The sequel to Electronic Arts' wildly successful tower defense game finally hit Google Play in October, more than two months after launching on Apple's platform. Two months might not sound like a long time, but for gamers, it's a big deal. According to Giant Bomb, a gaming-focused publication, Apple went so far as to pay Electronic Arts a "truckload of money" to delay the game's Android release. Apple denied the report, but Giant Bomb stuck by its story.
Regardless, Electronic Arts' game has definitely become a premium app. Shortly after launching, it rocketed to the top of Apple's app chart, becoming the most downloaded game in August. Its popularity has dissipated somewhat, but as of this writing, the Electronic Arts'-published title remains among the 100 most commonly downloaded apps.
Developers are starting to think Android first
Worldwide, 34% of mobile developers now consider Google's Android to be their primary platform, more than the 33% that focus on Apple's iOS, according to Developer Economics, and Flurry reports that there are now more mobile app projects being started on Google's mobile operating system than on iOS. In terms of monetization, the average developer on Apple's iOS still brings in more revenue per month than the typical Android developer, but Vision Mobile reports that the gap is now down to around 10% (via Business Insider).
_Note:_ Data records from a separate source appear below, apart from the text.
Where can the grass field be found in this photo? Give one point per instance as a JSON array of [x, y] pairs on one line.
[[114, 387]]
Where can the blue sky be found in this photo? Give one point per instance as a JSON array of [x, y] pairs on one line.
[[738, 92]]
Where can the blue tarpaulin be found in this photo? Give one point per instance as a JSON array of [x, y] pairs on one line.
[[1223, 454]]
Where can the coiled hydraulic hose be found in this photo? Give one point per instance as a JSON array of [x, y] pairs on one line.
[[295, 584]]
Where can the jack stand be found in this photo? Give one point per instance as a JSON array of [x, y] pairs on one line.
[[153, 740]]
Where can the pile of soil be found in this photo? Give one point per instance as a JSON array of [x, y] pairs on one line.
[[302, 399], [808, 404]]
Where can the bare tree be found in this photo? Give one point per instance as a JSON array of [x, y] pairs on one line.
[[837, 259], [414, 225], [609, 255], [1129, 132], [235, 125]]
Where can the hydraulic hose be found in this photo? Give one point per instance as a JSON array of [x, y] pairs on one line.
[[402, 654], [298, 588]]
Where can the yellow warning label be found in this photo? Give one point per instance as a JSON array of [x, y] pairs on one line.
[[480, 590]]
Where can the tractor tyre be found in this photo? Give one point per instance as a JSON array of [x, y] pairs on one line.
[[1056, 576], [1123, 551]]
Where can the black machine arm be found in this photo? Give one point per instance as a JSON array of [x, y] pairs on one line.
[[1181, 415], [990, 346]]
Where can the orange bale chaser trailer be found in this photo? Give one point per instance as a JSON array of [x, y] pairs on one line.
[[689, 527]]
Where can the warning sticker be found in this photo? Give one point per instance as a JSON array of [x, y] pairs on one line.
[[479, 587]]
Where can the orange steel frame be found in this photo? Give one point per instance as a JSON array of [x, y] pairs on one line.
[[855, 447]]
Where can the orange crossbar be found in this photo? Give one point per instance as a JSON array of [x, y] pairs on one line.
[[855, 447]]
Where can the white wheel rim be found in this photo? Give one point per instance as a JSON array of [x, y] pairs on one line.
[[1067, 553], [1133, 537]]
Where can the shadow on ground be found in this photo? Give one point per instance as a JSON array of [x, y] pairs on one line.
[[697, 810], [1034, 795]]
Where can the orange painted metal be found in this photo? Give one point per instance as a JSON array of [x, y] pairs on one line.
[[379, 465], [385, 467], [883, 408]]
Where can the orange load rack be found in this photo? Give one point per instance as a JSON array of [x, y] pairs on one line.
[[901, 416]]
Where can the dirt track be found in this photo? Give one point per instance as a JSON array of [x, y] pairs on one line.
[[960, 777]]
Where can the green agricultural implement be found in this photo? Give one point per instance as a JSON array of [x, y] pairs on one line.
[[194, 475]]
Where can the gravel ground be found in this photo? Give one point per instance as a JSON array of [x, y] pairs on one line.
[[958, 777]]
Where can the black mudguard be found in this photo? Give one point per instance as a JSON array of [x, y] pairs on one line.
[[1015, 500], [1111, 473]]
These figures may seem skewed in the sense that they're global -- in North America and Europe, developers continue to favor Apple's mobile operating system. But in Asia, Google's Android is dominant. For consumers in the U.S., that might not matter much -- many of the apps they use on a daily basis were likely developed in the West. Yet, for Apple itself, an Android-first developer mentality could stymie its global expansion.
Moreover, the possibility of an Asian app import boom looms as a potential threat. Flurry (via Computerworld) warned that Android apps made in Asia and exported to the West could eventually tip the app market in Google's favor.
Developers! Developers! Developers!
At this point, Apple's iOS platform appears to have enough momentum to sustain a dedicated developer community; becoming a minority platform and losing developer support (like BlackBerry's BB10 and Microsoft's Windows Phone) seem unlikely.
Still, Apple's app advantage remains one of its single largest selling points over Google's Android: To lose it would be a huge blow. Developers favoring Android should be one of the most worrisome trends for Apple's shareholders -- and they definitely should keep a close eye on the situation going forward.